Bernard Cazeneuve interdit définitivement les grenades offensives dans le cadre du maintien de l’ordre.

Oui, la France, de par sa culture protestataire, avait développé une science (on peut appeler ça comme ça) du maintien de l’ordre. Des policiers et gendarmes français vont même régulièrement former leurs confrères étrangers. 1968, avec aucun mort à Paris, est considéré comme une prouesse, tout comme les émeutes de 2005 sans victimes. Nicolas Sarkozy peut d’ailleurs s’en enorgueillir. Il ne s’en prive pas. Depuis 1944, et la création des CRS, les gouvernements prétendent faire du maintien de l’ordre « républicain », c'est-à-dire en prenant bien soin de provoquer le moins de victimes possible. Cette doctrine a aussi connu de tragiques et sanguinaires impasses, comme lors de la répression des Algériens de France en octobre 1961. Mais les temps ont changé et l’époque où les CRS chargeaient, matraque à la main, avec un simple casque, un bouclier en plastique et cravate au vent, comme en 68, est révolue.
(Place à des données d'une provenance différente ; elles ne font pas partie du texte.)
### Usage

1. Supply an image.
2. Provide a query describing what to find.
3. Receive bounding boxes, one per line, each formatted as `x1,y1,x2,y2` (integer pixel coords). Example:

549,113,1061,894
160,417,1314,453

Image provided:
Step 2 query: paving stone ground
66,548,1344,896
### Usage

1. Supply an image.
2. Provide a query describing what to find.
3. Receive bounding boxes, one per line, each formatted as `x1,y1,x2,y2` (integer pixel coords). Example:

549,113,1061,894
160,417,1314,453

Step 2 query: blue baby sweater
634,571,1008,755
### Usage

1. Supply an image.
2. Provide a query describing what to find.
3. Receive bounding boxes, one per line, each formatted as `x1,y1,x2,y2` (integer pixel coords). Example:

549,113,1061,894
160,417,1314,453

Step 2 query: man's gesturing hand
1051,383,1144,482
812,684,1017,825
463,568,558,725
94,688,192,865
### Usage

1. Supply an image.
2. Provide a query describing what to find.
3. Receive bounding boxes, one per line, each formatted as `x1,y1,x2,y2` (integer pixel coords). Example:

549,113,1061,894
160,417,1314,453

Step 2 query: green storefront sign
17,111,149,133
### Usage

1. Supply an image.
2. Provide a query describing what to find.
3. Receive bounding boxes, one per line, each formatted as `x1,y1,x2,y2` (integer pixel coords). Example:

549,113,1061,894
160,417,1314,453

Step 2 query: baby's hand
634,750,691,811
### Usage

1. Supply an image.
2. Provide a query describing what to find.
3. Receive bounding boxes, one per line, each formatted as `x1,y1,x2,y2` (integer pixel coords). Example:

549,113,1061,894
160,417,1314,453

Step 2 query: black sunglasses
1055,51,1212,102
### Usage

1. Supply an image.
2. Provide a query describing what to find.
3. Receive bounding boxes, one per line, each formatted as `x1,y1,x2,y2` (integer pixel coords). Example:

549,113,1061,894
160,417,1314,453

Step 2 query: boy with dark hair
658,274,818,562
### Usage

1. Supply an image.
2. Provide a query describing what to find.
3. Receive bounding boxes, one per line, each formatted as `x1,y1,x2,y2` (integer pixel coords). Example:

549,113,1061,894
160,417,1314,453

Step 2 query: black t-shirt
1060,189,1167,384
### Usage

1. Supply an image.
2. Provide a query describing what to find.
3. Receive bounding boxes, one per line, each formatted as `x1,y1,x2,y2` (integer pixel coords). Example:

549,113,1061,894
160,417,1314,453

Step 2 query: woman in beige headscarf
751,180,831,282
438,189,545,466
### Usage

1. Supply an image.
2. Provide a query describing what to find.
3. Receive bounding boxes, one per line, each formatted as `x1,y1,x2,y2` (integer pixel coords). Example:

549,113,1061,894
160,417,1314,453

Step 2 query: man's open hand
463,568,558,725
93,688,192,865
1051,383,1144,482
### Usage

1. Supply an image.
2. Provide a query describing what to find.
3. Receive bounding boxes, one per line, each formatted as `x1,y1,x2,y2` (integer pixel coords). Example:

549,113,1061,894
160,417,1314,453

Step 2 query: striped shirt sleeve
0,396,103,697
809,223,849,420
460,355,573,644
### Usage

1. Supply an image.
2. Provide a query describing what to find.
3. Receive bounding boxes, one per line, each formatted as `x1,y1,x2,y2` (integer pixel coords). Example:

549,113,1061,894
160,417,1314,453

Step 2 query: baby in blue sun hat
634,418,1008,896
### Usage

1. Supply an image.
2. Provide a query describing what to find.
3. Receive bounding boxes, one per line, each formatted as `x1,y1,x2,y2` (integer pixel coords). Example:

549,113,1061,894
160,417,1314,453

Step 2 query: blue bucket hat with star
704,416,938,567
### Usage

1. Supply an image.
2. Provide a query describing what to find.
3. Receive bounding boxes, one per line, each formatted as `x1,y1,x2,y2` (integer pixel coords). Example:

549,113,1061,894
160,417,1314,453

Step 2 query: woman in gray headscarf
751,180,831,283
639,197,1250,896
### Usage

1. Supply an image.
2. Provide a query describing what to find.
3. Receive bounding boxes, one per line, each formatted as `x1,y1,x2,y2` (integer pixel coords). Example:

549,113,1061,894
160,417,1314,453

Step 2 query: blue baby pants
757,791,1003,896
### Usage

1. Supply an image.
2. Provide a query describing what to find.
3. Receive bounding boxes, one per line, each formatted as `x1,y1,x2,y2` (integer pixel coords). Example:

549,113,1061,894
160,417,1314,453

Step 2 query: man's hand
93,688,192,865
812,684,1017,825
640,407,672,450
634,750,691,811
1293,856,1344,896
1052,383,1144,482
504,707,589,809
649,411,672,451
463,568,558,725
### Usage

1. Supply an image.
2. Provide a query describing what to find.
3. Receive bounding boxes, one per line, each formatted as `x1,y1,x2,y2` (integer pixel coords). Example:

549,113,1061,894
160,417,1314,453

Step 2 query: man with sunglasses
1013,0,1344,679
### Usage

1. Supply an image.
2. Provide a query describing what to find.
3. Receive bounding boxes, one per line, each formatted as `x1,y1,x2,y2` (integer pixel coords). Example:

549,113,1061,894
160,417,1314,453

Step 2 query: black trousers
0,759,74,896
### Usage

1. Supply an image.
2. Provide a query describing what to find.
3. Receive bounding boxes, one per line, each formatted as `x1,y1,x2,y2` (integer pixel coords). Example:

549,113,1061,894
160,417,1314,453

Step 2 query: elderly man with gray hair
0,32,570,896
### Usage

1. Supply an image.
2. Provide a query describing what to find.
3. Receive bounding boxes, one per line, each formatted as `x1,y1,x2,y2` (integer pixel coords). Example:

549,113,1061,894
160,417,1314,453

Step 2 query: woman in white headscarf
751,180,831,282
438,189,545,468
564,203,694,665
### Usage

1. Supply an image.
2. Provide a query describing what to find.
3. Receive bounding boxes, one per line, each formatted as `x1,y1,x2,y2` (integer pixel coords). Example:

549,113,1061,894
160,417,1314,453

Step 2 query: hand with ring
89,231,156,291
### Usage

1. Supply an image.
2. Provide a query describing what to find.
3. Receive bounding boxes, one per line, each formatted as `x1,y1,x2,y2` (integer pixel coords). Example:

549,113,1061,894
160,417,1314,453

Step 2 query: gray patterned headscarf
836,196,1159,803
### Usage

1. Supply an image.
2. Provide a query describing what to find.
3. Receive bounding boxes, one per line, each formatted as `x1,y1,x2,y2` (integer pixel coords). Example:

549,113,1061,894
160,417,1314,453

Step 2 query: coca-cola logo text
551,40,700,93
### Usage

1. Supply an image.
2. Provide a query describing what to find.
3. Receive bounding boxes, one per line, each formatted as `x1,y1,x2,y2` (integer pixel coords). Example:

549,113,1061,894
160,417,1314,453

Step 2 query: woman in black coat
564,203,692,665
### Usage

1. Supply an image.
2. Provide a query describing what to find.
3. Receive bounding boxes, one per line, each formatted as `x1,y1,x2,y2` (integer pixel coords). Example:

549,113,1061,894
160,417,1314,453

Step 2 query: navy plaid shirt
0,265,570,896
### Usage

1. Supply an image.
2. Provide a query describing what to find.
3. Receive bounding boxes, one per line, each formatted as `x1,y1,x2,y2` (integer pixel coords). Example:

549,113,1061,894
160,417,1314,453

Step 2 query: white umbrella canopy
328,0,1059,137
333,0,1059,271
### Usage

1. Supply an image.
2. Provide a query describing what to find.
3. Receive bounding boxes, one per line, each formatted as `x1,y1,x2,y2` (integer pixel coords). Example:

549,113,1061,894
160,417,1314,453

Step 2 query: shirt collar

La mobilité des manifestants les plus jeunes s’est accrue. L’objectif des groupuscules violents n’est plus de prendre un bâtiment public facile à défendre mais la destruction de biens symboliques ou l’affrontement direct avec la police. La « Robocopisation » des forces de l’ordre est en marche. Il s’agit d’impressionner et de se protéger. Mais, avec cet accoutrement agressif, les policiers deviennent une cible attrayante pour de jeunes manifestants avides de confrontation directe et spectaculaire. L’importance des images est devenue primordiale, comme dans toutes activités publiques.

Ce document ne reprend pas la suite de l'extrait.